Results were similar for both men and women, scientists from the University of Iceland found. Doctors need to be aware of the link between stress-related disorders and a higher subsequent risk of cardiovasc­ular disease, particular­ly during the months after diagnosis, according to the study’s authors.

They said: ‘These findings call for enhanced clinical awareness and, if verified, monitoring or early interventi­on among patients with recently diagnosed stress related disorders.’ However, the authors acknowledg­ed that they could not rule out the influence of behavioura­l factors such as smoking status, alcohol consumptio­n or obesity.

Heart and circulator­y diseases cause a quarter of all deaths in the UK – over 150,000 deaths each year. And around 42,000 people under the age of 75 in the UK die from CVD each year.

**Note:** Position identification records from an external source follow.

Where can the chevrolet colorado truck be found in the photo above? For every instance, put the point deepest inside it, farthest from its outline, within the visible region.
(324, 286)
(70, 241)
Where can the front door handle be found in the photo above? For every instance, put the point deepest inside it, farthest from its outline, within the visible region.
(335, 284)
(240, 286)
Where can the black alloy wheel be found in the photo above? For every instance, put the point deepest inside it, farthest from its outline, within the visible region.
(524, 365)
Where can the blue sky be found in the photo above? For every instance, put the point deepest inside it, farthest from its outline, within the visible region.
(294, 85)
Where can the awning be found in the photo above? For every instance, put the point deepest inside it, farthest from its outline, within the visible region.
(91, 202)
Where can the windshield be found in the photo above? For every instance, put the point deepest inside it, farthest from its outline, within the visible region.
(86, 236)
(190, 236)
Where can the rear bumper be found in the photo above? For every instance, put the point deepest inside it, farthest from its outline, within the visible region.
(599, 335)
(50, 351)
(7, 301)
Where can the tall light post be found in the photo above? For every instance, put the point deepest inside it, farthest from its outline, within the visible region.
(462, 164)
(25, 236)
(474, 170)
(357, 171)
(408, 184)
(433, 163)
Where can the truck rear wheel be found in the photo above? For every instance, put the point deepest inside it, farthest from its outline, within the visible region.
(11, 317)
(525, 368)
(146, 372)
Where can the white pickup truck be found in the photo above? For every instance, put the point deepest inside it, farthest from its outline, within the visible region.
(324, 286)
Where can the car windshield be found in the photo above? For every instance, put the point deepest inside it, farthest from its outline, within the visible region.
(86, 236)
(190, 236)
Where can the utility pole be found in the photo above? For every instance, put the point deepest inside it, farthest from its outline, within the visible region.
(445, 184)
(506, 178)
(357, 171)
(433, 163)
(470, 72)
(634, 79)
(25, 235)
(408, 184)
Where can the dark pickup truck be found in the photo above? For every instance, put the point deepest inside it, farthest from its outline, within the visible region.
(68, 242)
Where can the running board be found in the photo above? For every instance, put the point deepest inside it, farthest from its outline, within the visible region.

Dr Katja Gehmlich, Associate Professor of Cardiovasc­ular Science at the University of Oxford, said: ‘This elegant study highlights the importance of psychosoci­ological factors for cardiovasc­ular disease, especially for heart failure, a condition that puts a massive burden on health care systems.

‘Developing the idea of the study further, stress reduction may have promising long term benefits for cardiovasc­ular disease.’